This week, I have received a number of tweets and emails from constituents who are worried by stories they have read which suggest I do not recognise animals as 'sentient beings'. I have sent the below response to those constituents to clarify where this story has come from and why I believe the story to be absurd. I wish to assure constituents that I, and the government, are committed to high animal welfare standards in the UK and have been actively working towards making those standards even higher.
Thank you very much for your email regarding the issue of animal sentience. I can assure you that I recognise animals as sentient beings and share the government’s commitment to high animal welfare standards.
The vote to which you refer relates to New Clause 30, an amendment tabled by Green MP, Caroline Lucas, to the EU (Withdrawal) Bill, a piece of legislation which we are currently debating as it works its way through the Houses of Parliament. Ms Lucas wished to transfer the EU Protocol on animal sentience set out in Article 13 of Title II of the Lisbon Treaty into UK law, so that animals continue to be recognised as sentient beings under domestic law.

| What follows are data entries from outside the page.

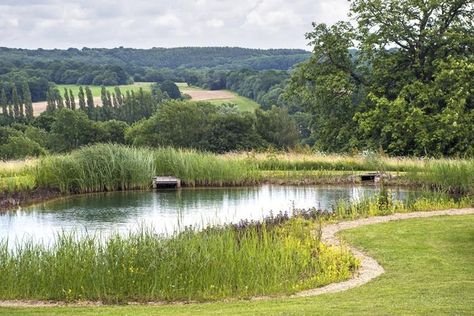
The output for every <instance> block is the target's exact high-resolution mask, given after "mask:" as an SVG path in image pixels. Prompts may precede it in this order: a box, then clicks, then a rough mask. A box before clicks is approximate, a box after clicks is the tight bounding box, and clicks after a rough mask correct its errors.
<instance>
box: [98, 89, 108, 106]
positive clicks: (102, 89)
mask: <svg viewBox="0 0 474 316" xmlns="http://www.w3.org/2000/svg"><path fill="white" fill-rule="evenodd" d="M100 99H101V100H102V106H103V107H107V106H108V100H107V90H106V89H105V87H104V86H102V88H101V89H100Z"/></svg>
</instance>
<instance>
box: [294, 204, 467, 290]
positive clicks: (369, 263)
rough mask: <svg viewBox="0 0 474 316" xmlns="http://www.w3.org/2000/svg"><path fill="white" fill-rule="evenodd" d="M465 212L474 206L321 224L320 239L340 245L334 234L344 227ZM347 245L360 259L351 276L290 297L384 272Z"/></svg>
mask: <svg viewBox="0 0 474 316" xmlns="http://www.w3.org/2000/svg"><path fill="white" fill-rule="evenodd" d="M467 214H474V208H465V209H451V210H442V211H432V212H413V213H398V214H393V215H385V216H375V217H368V218H362V219H358V220H354V221H347V222H340V223H336V224H329V225H326V226H323V227H322V231H321V240H322V242H324V243H326V244H330V245H335V246H338V245H340V243H341V241H340V239H339V238H338V237H337V236H336V234H337V233H338V232H340V231H342V230H346V229H351V228H356V227H360V226H366V225H372V224H379V223H386V222H390V221H397V220H403V219H410V218H422V217H432V216H442V215H467ZM348 247H349V249H350V251H351V252H352V253H353V254H354V256H356V257H357V258H358V259H359V260H360V263H361V265H360V268H359V270H358V271H357V274H356V275H355V276H354V277H353V278H351V279H349V280H347V281H343V282H339V283H331V284H328V285H326V286H323V287H319V288H316V289H311V290H307V291H302V292H298V293H296V294H294V295H292V297H307V296H316V295H321V294H326V293H336V292H341V291H346V290H348V289H351V288H354V287H357V286H361V285H364V284H366V283H368V282H370V281H371V280H373V279H375V278H376V277H378V276H380V275H381V274H383V273H384V272H385V270H384V268H383V267H382V266H381V265H380V264H379V263H378V262H377V261H376V260H375V259H374V258H372V257H369V256H368V255H366V254H365V253H363V252H362V251H360V250H359V249H357V248H355V247H353V246H351V245H348Z"/></svg>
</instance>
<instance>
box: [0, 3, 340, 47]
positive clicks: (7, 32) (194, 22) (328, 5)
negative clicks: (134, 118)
mask: <svg viewBox="0 0 474 316" xmlns="http://www.w3.org/2000/svg"><path fill="white" fill-rule="evenodd" d="M347 11H348V2H347V0H292V1H288V0H258V1H255V0H239V1H238V2H237V3H236V2H235V0H173V1H168V0H154V1H149V0H133V1H132V0H0V46H8V47H26V48H37V47H44V48H53V47H57V48H67V47H78V48H81V47H83V46H87V47H116V46H128V47H153V46H162V47H173V46H243V47H261V48H270V47H272V48H280V47H288V48H306V46H305V45H306V39H305V38H304V34H305V33H306V32H309V31H310V30H311V22H313V21H316V22H318V23H319V22H327V23H333V22H335V21H337V20H339V19H345V18H346V16H347Z"/></svg>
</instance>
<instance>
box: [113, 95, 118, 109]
mask: <svg viewBox="0 0 474 316" xmlns="http://www.w3.org/2000/svg"><path fill="white" fill-rule="evenodd" d="M112 102H113V106H114V108H115V109H118V108H119V103H118V99H117V95H116V94H115V93H112Z"/></svg>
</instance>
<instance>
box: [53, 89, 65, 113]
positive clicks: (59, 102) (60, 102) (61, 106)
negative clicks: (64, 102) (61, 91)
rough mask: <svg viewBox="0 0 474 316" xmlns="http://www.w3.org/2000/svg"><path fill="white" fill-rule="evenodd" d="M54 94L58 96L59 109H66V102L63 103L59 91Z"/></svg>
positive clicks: (56, 101)
mask: <svg viewBox="0 0 474 316" xmlns="http://www.w3.org/2000/svg"><path fill="white" fill-rule="evenodd" d="M54 94H55V96H56V103H57V107H58V109H63V108H64V101H63V97H62V96H61V93H60V92H59V90H58V89H55V90H54Z"/></svg>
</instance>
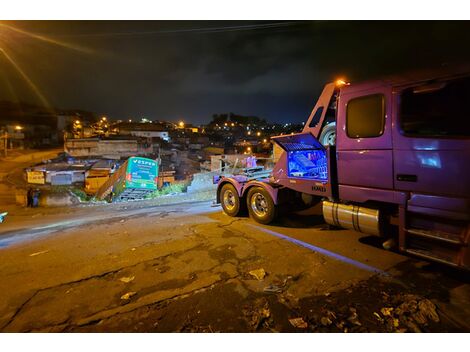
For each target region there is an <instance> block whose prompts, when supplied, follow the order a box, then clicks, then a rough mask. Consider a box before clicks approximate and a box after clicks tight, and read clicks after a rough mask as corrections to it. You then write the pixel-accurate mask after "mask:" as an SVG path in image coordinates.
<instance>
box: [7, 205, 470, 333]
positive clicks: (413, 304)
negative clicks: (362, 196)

Since animals are already recognised as sentient beings in UK law, Ministers argued that the amendment was an unnecessary duplication of existing provisions. Our job as legislators is to make good law, and this duplication would have created confusion on the statute book. The Bill, in focusing on our withdrawal from the EU, was not the appropriate vehicle for matters on animal welfare, which are to come in a separate piece of legislation. We therefore voted against the amendment. This was not a signal that we want to see weakened protection for animals and it was not a vote against the idea that animals are sentient and feel pain.
The rejection of Ms Lucas’ amendment was then turned into a viral news story, aided by newspapers like the Independent and Evening Standard, which suggested that Conservative MPs have ‘rejected all scientists and voted that animals don’t feel pain’ (Independent). Frankly, this is totally absurd and deliberately misleading. Those stories were then retweeted and endorsed by celebrities like Ben Fogle.

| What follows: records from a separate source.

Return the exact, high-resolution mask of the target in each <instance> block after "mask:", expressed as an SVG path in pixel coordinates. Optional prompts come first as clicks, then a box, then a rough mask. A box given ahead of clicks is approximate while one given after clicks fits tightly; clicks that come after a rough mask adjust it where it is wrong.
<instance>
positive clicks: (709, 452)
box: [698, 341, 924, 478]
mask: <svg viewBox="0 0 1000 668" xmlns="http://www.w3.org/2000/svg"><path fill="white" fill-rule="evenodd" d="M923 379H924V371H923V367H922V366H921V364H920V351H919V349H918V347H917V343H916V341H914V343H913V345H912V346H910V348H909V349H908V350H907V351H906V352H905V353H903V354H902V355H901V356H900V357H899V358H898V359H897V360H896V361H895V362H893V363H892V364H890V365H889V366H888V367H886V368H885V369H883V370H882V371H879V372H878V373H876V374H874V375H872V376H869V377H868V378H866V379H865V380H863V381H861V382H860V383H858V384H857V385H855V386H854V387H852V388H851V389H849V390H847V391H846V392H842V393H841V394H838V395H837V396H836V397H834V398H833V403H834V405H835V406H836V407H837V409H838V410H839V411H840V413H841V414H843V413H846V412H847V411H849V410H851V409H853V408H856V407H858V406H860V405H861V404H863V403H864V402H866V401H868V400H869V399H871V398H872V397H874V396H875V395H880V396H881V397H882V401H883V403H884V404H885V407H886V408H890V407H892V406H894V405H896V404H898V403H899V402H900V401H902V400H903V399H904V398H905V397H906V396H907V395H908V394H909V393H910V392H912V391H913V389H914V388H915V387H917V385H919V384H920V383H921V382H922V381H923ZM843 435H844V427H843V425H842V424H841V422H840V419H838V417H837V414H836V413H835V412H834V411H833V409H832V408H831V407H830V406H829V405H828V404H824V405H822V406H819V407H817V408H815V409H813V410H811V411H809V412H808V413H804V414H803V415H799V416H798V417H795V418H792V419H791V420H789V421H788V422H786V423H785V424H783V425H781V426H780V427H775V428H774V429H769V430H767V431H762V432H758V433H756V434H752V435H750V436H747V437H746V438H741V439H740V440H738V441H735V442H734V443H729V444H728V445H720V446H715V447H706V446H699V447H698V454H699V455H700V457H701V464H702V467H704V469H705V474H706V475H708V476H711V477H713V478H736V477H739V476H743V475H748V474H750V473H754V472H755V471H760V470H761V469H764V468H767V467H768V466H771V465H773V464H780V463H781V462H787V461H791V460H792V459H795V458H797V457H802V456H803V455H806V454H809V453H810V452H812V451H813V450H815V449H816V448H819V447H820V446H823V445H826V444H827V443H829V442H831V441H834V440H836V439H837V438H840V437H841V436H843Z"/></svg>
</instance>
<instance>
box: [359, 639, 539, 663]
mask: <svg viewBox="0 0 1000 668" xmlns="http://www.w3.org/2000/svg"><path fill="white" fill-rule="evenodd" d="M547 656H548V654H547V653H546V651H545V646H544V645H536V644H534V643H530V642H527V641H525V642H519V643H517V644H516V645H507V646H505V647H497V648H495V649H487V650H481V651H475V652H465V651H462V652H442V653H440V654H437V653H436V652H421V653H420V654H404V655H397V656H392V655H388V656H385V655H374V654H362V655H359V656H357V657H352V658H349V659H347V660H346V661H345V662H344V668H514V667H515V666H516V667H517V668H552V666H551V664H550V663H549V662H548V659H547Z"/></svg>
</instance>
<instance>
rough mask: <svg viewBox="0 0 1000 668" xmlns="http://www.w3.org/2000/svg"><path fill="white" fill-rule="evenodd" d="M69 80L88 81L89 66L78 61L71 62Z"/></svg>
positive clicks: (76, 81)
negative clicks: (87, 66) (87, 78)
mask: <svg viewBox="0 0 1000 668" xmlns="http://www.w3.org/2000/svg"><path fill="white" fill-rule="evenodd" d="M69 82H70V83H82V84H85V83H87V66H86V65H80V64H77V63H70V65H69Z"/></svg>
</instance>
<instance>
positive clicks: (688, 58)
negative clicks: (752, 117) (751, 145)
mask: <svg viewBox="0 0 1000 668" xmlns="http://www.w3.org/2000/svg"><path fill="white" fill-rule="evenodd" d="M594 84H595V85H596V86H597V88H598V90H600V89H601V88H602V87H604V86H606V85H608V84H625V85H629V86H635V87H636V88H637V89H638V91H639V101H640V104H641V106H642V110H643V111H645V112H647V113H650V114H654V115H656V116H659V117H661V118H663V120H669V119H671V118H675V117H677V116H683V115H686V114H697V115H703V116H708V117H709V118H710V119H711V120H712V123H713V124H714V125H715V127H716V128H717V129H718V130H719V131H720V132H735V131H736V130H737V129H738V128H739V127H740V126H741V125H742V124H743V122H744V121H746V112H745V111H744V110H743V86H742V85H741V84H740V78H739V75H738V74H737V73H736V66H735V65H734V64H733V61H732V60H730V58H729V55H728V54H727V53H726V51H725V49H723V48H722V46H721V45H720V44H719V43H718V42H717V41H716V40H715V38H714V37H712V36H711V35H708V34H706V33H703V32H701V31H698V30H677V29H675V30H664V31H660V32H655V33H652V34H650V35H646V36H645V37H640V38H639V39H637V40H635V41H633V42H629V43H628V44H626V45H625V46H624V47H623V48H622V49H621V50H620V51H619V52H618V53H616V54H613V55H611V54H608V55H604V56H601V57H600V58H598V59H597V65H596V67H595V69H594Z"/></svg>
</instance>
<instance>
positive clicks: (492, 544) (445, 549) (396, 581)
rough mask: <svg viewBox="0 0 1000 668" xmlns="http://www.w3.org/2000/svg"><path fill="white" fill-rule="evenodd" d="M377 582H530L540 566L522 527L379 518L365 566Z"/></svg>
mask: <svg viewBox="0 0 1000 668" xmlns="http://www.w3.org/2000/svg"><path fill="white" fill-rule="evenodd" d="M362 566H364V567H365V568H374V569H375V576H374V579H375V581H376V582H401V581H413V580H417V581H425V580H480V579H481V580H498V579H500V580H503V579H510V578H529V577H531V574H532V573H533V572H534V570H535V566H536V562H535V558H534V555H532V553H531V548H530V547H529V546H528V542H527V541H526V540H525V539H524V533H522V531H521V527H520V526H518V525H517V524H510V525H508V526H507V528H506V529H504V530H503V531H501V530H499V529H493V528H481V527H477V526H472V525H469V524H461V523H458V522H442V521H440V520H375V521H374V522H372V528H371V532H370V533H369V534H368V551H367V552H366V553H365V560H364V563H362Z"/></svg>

In response, the Environment Secretary, Michael Gove, issued a statement making clear what the vote was about and Mr Fogle has since apologised and advised ‘I have now deleted the misleading threads and welcome the government’s clear line on animal welfare’. I attach Mr Gove’s letter to MPs which sets out his position. Unfortunately sensible discussion and understanding of these matters takes longer than producing a provocative, one-sentence soundbite so as a mechanism for damaging the government’s reputation, this story has been expertly executed.
I roundly reject the notion that it is the European Union which protects British animals from cruel treatment. The UK has some of the highest welfare standards in Europe, whereas practices such as bullfighting, veal farming, foie gras production, beak trimming, baby quail hunting and even goat throwing exist in other EU nations. This whole episode has been a real shame as it has detracted from the ambitious message that the Environment Secretary has been setting out on animal welfare since he took his post. Recent steps include making CCTV mandatory in all slaughterhouses, consulting on draft legislation to jail animal abusers for up to five years and introducing Europe’s most comprehensive ban on the ivory trade. He has further ambitions to make us a world leader in animal welfare, including on puppy welfare and live animal exports.
For my own part, you may be interested to know that I sit on the International Trade Committee and this week we had Compassion in World Farming and the NFU as our witnesses. We spent nearly half the session exploring how the UK might be able to strike a trade deal with the United States which maintains our own very high animal welfare standards. As I explored with the witness from Compassion in World Farming, this could include the imposition of very high tariffs on any animal product that has not been farmed in a way which matches those standards, effectively making it uneconomic to import such product.
I hope this helps reassure you that the UK takes animal welfare seriously and that compared to our European neighbours that feelings of our animals, domestic, wild and farm, are considered much higher than that written into the Lisbon Treaty.